Yanzhao Evening Post
- Type: Daily newspaper
- Founded: 1988
- Language: Simplified Chinese
- Headquarters: Shijiazhuang
- City: China
- OCLC number: 868947198
- Website: yzwb.sjzdaily.com.cn

= Yanzhao Evening News =

Simplified Chinese newspaper

Yanzhao Evening News or Yanzhao Wanbao (燕赵晚报 (燕趙晚報, Yānzhào wǎnbào)), also known as Yanzhao Evening Post, is a tabloid newspaper published in Shijiazhuang, capital of Hebei Province, China. Its predecessor was Shijiazhuang Evening Post (石家庄晚报), which was launched on January 1, 1988, and ceased publication at the end of 1989.
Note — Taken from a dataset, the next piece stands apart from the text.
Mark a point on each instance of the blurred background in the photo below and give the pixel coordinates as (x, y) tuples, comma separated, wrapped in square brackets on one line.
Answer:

Yanzhao Evening Post, sponsored by the Shijiazhuang Daily Agency (石家庄日报社), is the earliest evening newspaper in Hebei. Focused on the daily life of Shijiazhuang citizens, the newspaper is very popular for its sports and entertainment report. It is mainly circulated in city areas and 17 counties belonging to Shijiazhuang. These days, the paper can be bought in 11 cities of Hebei, but the quantity is still small.

The main competitor of Yanzhao Evening Post is Yanzhao Metropolis Daily, a tabloid published all 11 cities of Hebei.